Girl child labour is a common problem too. Girls are often sent away to live with distant relatives or acquaintances as domestic workers because the family prioritizes schooling and food for the boys. Most of these girls experience violence and have no one to speak out for them.
When I attended the WAGGGS Stop the Violence Campaign training towards the end of 2012, which introduced the elements of the Voices against Violence curriculum, I gained new skills on awareness-raising and campaigning. I learned how to lobby community leaders and local governments to speak out for girls’ rights and to prevent violence against girls and women. The training also empowered me to reach out to my peers, talk about issues that are often painful and taboo, and to take action to stop violence in our communities.
Together with other Guides from my association, we decided to tackle three main issues – rape of girls and young women, female genital mutilation, and girl child labour. We first appealed to the wife of the Governor of my State capital, Abakaliki, who was a Girl Guide member. With her help, we invited the wives of government officials from 13 provinces to a series of Stop the Violence Campaign events between February 2013 and June 2014. We talked about the issues impacting women and girls in these communities and identified the harmful practices that perpetuate violence against girls and women. Thereafter, the wives, who had influence in their communities and with their husbands, started to share the messages of the campaign. They became our voices for girls in communities where we were not present. As a result, more girls started reporting the abuse they were experiencing, often directly to the Girl Guides, who would help them in seeking further support.
Working as a Girl Guide, I have learned the value of non-formal education first hand. In my State, Ebonyi, where the majority of girls and young women do not have access to formal education, a non-formal curriculum, such as Voices against Violence, is a powerful tool for community development.
During my first meeting with girls in my community, I realized that a lot of them did not even know they had rights. Some thought violence was a normal or inevitable way of life because of their religion or culture, and others thought it was a way of disciplining girls and women. They believed that they could not talk about being beaten by parents, or being molested or raped, because it would bring shame to their families.
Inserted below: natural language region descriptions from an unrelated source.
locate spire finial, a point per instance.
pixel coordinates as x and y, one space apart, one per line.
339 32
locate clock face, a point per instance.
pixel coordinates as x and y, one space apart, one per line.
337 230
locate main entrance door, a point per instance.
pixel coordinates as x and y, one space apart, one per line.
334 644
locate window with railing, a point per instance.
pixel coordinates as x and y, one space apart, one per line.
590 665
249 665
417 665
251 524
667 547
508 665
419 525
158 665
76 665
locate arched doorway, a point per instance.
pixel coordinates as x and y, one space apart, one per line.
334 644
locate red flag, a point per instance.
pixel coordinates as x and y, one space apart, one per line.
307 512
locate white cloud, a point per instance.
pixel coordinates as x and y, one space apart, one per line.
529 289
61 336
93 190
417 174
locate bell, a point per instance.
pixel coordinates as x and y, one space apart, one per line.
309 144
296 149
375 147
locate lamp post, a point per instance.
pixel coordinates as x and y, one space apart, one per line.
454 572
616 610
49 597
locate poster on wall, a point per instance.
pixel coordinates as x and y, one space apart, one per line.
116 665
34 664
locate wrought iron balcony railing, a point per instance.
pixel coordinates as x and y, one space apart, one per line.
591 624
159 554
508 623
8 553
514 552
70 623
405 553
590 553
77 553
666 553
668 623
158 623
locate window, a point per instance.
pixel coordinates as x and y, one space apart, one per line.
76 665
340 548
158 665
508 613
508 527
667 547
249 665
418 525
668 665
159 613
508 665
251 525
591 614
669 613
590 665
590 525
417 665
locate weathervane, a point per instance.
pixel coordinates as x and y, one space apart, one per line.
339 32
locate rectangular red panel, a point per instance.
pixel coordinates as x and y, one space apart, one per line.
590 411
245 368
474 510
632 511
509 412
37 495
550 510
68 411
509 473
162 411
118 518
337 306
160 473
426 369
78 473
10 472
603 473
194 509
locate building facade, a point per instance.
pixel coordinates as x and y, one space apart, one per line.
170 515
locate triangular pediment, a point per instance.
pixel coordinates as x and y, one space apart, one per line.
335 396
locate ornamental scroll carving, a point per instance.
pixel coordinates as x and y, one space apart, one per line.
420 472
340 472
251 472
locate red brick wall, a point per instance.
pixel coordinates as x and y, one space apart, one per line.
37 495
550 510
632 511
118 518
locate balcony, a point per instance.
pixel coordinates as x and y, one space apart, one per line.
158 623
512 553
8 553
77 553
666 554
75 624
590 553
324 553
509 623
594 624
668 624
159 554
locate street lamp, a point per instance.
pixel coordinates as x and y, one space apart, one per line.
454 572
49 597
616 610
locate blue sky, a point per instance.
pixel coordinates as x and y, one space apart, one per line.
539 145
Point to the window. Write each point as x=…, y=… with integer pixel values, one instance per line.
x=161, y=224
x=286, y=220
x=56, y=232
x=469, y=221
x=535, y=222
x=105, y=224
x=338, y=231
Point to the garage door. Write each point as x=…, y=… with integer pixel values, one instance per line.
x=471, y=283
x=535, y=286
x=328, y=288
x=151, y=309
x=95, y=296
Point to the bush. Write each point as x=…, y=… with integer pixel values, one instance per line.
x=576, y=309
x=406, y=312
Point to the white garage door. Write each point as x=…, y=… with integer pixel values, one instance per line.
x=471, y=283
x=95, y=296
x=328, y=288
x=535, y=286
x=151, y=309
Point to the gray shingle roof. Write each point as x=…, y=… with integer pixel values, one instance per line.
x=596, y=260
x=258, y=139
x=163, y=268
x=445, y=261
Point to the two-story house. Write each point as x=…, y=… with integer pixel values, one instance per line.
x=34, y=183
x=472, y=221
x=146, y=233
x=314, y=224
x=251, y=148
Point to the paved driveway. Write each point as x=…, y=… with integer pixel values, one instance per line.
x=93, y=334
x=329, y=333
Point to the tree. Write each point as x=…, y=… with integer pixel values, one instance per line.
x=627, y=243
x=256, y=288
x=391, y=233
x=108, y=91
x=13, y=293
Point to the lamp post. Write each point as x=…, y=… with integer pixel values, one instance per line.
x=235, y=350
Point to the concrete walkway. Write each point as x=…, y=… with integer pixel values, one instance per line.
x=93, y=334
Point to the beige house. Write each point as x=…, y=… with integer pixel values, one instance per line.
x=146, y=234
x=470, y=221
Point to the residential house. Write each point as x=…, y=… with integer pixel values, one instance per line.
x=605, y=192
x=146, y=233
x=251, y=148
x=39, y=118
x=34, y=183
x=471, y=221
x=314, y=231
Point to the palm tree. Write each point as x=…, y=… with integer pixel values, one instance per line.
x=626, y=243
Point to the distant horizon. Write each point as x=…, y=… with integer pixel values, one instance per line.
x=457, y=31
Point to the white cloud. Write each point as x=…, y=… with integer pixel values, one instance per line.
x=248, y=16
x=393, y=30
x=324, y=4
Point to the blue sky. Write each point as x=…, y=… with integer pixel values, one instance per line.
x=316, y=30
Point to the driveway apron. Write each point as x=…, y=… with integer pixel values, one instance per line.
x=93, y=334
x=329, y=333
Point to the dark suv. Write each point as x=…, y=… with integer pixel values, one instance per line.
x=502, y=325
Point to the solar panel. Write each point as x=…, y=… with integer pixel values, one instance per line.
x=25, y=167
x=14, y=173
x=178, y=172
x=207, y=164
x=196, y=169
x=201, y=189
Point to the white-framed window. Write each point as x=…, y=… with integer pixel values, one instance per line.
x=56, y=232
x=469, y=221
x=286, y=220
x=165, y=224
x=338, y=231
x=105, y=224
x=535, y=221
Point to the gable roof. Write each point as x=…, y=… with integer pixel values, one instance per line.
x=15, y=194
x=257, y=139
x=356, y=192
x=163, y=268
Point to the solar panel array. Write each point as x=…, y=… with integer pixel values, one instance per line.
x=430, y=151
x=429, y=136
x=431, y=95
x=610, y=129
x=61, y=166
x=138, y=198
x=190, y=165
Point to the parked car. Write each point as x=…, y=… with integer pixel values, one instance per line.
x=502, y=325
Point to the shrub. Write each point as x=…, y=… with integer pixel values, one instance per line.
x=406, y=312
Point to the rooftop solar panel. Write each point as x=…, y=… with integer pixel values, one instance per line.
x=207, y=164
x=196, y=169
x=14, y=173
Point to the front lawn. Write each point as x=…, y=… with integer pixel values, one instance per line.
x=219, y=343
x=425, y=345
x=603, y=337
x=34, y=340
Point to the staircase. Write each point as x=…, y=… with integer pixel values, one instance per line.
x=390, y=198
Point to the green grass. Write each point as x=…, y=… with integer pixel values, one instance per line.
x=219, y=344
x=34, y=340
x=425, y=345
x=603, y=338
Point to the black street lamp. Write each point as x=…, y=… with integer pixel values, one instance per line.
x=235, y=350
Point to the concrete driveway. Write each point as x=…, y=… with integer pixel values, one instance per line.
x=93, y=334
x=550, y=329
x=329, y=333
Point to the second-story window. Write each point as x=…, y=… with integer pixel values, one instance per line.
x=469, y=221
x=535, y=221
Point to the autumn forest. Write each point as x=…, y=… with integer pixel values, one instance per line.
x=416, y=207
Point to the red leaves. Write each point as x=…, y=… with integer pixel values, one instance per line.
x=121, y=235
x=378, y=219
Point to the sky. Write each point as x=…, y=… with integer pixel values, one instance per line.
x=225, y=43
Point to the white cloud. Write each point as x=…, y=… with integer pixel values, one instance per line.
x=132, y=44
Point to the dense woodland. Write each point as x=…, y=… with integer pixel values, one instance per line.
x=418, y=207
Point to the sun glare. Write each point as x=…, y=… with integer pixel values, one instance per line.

Now that I have been trained to deliver the Voices against Violence curriculum, I can pass on the knowledge that I’ve gained to others. When I return to my country after this workshop, I will train 13 national trainers who represent the 13 districts in my State. Through the non-formal education activities provided by this curriculum, by the end of next year I will be able to inform and empower some 1,500 girls between the ages of 6 to 25, some of whom may not even be able to attend school, to learn about their rights and break the silence about violence. It’s the first step towards ending violence against women and girls.
Since my Girl Guide Association got involved in delivering the Voices against Violence curriculum as part of their education programme, they have developed a child protection policy, an important tool for an organization like ours. Our membership has increased, as more girls and young women started coming to us for information and the demand for the education programme increased. In other parts of Nigeria too, Girl Guides have organized community campaigns to raise awareness about harmful practices against girls and young women, and engaged churches and community leaders in prevention efforts.
I want to see a world where girls and women are free from violence and are treated as equals to men and boys. Voices against Violence takes us on a journey to make this possible. One day, I will look back and say, ‘I was part of this, and now the world is a better place for all of us’.”
The views expressed in this article are of the author and do not necessarily reflect those of UN Women.